Por thiago.antunes

Rio - Pouco mais de 30 mil homens das polícias Militar e Civil estão desde ontem nas ruas e em comunidades carentes do Rio e da Região Metropolitana — onde ficarão até o fim da eleição de amanhã, para garantir a segurança da população. De acordo com a PM, 29.555 militares reforçam o patrulhamento, especialmente em áreas que contam com Unidades de Polícia Pacificadora (UPPs). O número total de policiais corresponde a cerca de 66% do efetivo total da PM, que é de 45 mil homens

Já a Polícia Civil deu início à operação que mobilizou 400 agentes e deixou de prontidão a Coordenadoria de Recursos Especiais (Core), unidade de elite da instituição.

GALERIA: Policiais militares iniciam patrulhamento para as eleições

De acordo com a PM, 15.190 homens trabalharão no policiamento ostensivo de áreas consideradas críticas — como os complexos do Alemão e da Penha, além de comunidades da Baixada e da Zona Oeste carioca dominadas por milicianos —, enquanto 14.365 PMs estarão destacados para as 5.430 zonas eleitorais e a segurança de funcionários do Tribunal Regional Eleitoral (TRE).

Cerca de 30 mil PMs realizarão a segurança em todo o estado durante o período eleitoralFoto%3A Cacau Fernandes / Agência O Dia

Para que a estratégia fosse possível, folgas e férias neste período foram suspensas.
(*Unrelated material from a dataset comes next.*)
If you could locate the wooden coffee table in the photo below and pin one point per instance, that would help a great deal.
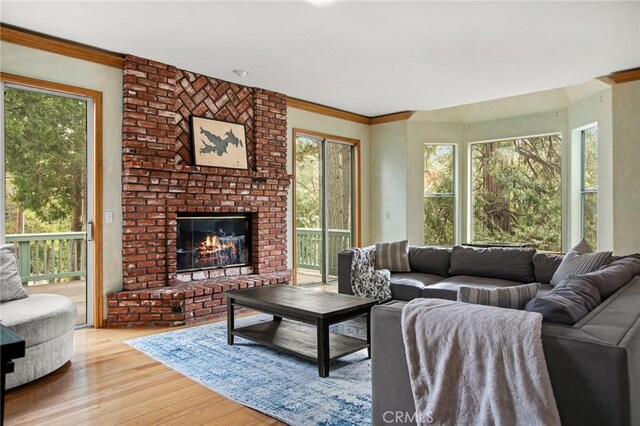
(317, 308)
Além de áreas com UPPs, o reforço também se estenderá às comunidades em que foram registrados conflitos nas últimas semanas — como o Morro do Cavalão, em Niterói, onde bandidos atearam fogo num ônibus em represália à morte de dois jovens em suposto confronto com a polícia. No Complexo da Maré, ocupado pelo Exército há seis meses, o reforço ficará por conta do Batalhão de Campanha da PM.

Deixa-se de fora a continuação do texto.